Test Bank For Wilkins Clinical Assessment in Respiratory Care 8th Edition Heuer
Test Bank For Wilkins Clinical Assessment in Respiratory Care 8th Edition Heuer
Test Bank For Wilkins Clinical Assessment in Respiratory Care 8th Edition Heuer
MULTIPLE CHOICE
6. What type of white blood cell typically is most prevalent in the circulating blood?
a. Monocyte
b. Eosinophil
c. Neutrophil
d. Lymphocyte
ANS: C
The neutrophil is produced by the bone marrow in large quantities.
9. What percentage of normal circulating white blood cells are immature and nonsegmented?
a. 0% to 5%
b. 5% to 10%
c. 10% to 15%
d. 15% to 22%
ANS: A
Normally, a very small portion of circulating white blood cells is nonsegmented.
10. Which of the following types of white blood cells fights bacterial infection?
a. Basophil
b. Monocyte
c. Neutrophil
d. Lymphocyte
ANS: C
The neutrophil is best known for its ability to fight infection.
12. Which of the following terms describes an increase in white blood cell count associated
with a shift of cells from the marginated pool to the circulating pool?
a. Pseudoneutrophilia
b. Pseudoneutropenia
c. Neutropenia
d. Lymphocytosis
ANS: A
When marginated neutrophils shift back into the circulating pool, this is known as
pseudoneutrophilia.
13. Which of the following types of white blood cells is useful against allergic reactions and
defends against parasitic infestations?
a. Monocyte
b. Neutrophil
c. Eosinophil
d. Lymphocyte
ANS: C
The eosinophil is known to react in situations caused by exposure to allergens.

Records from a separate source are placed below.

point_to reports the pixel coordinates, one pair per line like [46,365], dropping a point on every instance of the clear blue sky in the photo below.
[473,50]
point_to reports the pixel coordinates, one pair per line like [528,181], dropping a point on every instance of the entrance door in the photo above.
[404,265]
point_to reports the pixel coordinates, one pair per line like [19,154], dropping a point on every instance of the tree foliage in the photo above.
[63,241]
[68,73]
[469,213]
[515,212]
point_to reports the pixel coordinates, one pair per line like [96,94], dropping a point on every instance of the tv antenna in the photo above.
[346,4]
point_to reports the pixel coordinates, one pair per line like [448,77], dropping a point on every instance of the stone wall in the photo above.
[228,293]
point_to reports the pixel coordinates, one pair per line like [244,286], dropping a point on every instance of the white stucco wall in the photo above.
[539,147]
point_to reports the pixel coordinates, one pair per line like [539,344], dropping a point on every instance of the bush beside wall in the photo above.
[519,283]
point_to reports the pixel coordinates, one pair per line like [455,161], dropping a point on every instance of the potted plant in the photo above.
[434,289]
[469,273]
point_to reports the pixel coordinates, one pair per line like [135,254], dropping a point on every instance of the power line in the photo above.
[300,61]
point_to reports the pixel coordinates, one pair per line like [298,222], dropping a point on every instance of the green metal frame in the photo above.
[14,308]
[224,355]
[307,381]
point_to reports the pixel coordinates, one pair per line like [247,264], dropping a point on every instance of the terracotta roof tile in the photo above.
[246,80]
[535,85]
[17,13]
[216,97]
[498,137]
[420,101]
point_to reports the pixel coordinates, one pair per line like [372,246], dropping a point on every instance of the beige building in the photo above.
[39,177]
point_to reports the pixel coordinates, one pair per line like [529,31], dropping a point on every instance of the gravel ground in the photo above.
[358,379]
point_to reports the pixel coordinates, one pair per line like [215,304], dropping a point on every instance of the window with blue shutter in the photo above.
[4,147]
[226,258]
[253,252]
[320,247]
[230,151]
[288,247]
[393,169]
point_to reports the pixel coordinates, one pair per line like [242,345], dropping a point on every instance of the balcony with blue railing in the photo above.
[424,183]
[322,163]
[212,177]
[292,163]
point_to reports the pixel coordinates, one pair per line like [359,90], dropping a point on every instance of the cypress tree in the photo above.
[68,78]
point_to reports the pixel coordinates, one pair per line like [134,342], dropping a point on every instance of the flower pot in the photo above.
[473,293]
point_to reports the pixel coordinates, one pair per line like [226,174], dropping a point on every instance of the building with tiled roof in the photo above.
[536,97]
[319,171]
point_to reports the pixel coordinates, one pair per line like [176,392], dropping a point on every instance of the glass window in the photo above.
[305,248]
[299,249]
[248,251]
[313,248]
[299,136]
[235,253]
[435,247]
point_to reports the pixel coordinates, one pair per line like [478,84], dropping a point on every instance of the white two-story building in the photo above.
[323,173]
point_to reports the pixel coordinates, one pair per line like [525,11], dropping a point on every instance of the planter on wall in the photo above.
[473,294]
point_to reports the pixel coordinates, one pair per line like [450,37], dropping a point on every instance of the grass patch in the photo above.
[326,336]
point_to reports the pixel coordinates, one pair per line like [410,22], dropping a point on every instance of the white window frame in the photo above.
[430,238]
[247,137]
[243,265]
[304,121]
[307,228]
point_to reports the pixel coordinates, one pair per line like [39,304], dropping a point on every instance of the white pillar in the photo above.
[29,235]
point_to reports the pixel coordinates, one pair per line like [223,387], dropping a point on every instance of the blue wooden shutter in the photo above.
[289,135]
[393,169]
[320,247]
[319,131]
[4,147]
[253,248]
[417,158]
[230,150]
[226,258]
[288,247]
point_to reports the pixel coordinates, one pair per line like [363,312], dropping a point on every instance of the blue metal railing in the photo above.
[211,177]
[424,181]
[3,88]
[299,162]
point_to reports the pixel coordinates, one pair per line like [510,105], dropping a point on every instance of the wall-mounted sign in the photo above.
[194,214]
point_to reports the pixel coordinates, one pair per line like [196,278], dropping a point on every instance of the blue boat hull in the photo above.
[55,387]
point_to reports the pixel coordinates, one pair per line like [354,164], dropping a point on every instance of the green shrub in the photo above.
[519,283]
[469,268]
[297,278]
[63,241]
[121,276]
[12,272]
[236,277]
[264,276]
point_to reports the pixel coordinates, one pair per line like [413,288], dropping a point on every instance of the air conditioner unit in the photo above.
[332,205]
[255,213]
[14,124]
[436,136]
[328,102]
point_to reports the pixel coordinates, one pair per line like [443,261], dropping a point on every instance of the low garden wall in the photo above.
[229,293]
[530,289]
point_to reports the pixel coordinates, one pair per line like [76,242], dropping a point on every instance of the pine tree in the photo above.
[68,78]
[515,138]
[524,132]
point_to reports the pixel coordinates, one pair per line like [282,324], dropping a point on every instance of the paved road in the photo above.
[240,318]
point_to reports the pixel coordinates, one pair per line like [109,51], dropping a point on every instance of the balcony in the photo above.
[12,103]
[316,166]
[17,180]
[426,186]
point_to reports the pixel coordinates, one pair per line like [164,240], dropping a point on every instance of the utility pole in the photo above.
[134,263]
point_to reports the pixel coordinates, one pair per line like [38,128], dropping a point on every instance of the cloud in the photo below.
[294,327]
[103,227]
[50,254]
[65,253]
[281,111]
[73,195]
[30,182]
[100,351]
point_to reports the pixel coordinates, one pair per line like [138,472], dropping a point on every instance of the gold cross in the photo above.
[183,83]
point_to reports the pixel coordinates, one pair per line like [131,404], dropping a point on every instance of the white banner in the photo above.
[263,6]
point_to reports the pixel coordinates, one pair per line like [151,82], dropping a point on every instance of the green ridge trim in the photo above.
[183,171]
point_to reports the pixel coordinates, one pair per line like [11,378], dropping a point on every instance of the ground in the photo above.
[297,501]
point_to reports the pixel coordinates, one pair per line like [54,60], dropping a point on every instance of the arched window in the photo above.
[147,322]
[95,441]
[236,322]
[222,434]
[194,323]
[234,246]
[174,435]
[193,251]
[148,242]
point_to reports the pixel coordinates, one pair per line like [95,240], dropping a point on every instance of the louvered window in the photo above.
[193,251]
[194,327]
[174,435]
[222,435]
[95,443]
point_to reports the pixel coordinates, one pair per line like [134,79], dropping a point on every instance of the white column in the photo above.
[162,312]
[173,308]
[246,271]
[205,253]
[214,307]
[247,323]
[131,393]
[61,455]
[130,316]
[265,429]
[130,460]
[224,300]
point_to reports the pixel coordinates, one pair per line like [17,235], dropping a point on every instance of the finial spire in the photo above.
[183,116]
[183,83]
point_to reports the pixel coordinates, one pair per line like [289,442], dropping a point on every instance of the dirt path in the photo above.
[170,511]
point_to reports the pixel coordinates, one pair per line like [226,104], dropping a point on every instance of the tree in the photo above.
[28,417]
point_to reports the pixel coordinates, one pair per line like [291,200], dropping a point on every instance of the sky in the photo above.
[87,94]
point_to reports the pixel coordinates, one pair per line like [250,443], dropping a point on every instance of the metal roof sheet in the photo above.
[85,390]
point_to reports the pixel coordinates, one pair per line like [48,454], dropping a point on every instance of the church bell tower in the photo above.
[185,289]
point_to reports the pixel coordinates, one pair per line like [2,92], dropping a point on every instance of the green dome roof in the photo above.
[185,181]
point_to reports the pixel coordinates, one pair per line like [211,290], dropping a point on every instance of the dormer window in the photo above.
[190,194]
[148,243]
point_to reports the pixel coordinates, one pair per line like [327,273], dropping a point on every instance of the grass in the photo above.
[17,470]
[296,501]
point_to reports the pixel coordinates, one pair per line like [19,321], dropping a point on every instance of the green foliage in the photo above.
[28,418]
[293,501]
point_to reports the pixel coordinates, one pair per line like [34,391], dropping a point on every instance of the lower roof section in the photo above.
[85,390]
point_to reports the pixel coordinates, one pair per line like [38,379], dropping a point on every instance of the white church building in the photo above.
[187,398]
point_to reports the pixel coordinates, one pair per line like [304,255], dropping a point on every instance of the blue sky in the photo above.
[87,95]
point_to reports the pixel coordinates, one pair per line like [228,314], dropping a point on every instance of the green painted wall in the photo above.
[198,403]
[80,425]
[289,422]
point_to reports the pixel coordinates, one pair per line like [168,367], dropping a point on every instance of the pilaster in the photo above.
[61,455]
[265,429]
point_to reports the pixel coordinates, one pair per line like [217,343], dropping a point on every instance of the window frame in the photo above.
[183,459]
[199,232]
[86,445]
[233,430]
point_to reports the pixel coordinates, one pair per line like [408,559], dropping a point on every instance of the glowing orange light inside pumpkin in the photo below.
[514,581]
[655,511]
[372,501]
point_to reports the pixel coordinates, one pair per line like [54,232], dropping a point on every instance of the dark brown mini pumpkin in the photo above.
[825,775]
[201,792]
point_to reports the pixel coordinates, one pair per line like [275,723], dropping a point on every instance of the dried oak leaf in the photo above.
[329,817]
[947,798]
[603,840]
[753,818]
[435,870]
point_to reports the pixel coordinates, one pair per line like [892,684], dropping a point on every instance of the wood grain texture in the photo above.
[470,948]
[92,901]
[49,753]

15. What is the normal percentage of lymphocytes in circulating white blood cells?
a. 5% to 10%
b. 15% to 25%
c. 20% to 45%
d. 50% to 70%
ANS: C
Normally, 20% to 45% of circulating white blood cells are lymphocytes.
16. Which of the following types of white blood cells is physically the largest?
a. Basophil
b. Monocyte
c. Neutrophil
d. Lymphocyte
ANS: B
As viewed through the microscope, the monocyte is physically the largest white blood cell.
17. Which of the following types of white blood cells is responsible for phagocytosis?
a. Basophil
b. Monocyte
c. Neutrophil
d. Lymphocyte
ANS: B
The monocyte has the ability to engulf bacteria and foreign dust particles and eliminate
them from the lung.
18. Which of the following terms describes an abnormal increase in the proportion of
circulating immature neutrophils?
a. Neutrophilia
b. Left shift
c. Leukopenia
d. Leukocytosis
ANS: B
When the number of bands circulating in the blood is higher than normal, this is referred to
as a left shift.
19. Which of the following terms describes the change in white blood cell count that often
occurs in patients with tuberculosis?
a. Lymphocytosis
b. Monocytosis
c. Eosinophilia
d. Basophilia
ANS: B
Patients with tuberculosis usually develop monocytosis.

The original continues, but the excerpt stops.